# Anatolian Shepherd - 1 yr old



## Crowbar032 (Dec 6, 2011)

On a local livestock facebook page, someone is selling an Anatolian Shepherd male 1 year old. I've been looking around for one as we have lots of coyotes. He has been around goats/kids/chickens/cats/other dogs, owner is getting out of the business. Has anyone put in a dog like this (age/other animals) with their goats before? Things to look for before I commit to it? Questions to ask? Any special thing to do before just turning him loose in the pasture? 

Thanks


----------



## nancy d (Oct 5, 2007)

He is still a pup. I would not leave him alone with goats unsupervised.
One question would be is his level of aggression as far as strangers go.


----------



## toth boer goats (Jul 20, 2008)

I agree, he will have to be supervised and corrected when he does wrong.

Is he intact?

You would want to see how he is around their goats ect, that is a good indicator. But again, he is a pup as mentioned so, he will have to be watched at your place until he gets a bit older.


----------



## Crowbar032 (Dec 6, 2011)

Yes he is intact. A trip to the vet for a snip will be one of the first orders of business. I did ask if he had ever bitten anyone and he hasn't. When you say he'll have to be "supervised" how would that work? Like I put him in the pasture for a few hours then take him out?


----------



## toth boer goats (Jul 20, 2008)

If you are able to watch or look out the window periodically to observe him and he does a no, no, or following a goat(stocking) to play or chase, you will be able to go out and correct him right away.
That is what i do, I do yell no, or I will go out a discipline, depending on what he did. Make sure he knows the word, " No".So it is easy to stop him ASAP.

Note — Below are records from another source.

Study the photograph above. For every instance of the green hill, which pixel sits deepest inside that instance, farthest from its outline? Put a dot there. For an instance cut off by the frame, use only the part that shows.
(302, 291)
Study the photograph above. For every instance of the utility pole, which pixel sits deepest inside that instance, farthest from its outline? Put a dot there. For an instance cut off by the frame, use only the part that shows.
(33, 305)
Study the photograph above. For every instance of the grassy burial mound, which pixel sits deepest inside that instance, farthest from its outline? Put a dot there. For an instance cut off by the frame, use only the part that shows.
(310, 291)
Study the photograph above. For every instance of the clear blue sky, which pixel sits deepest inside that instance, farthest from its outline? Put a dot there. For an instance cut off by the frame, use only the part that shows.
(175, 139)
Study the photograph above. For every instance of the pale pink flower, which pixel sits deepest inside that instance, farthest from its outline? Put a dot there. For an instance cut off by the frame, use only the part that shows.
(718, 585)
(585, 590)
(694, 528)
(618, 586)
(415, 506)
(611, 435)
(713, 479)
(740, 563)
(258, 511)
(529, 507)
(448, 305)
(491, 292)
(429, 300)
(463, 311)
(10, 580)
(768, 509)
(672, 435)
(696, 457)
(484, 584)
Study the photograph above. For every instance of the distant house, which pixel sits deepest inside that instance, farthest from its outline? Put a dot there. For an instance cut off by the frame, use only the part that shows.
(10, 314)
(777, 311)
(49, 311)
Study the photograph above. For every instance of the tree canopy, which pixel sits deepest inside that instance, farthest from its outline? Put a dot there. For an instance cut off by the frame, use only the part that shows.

Removing the dog when you are unable to watch, like at night or when you leave, he will have to be moved elsewhere ,until you can supervise him.


----------



## SalteyLove (Jun 18, 2011)

I would keep him in a kennel or pen within the goat pen/pasture for the first couple weeks while you and the herd get to know him. At 1 year old he is not quite mature. Each day walk the perimeter of the guarding area with him and let him interact with the herd and make any corrections for playful behavior. Definitely do not just put him in the herd right away - too many horror stories that result in dead goats. Your goats are not used to him, and may take up chase if he gets over excited by his new environment.


----------



## Crowbar032 (Dec 6, 2011)

Just an update....

I did end up getting the dog. His name is Sprocket. As several of you mentioned, he liked the goats more than they liked him initially. I've been monitoring and correcting as needed and tying him in the barn at night. I also got a shock collar to assist. He seems very smart and has responded to correction well. He is a big sweetie and likes to be petted.


----------



## ksalvagno (Oct 6, 2009)

Glad he is doing well.


----------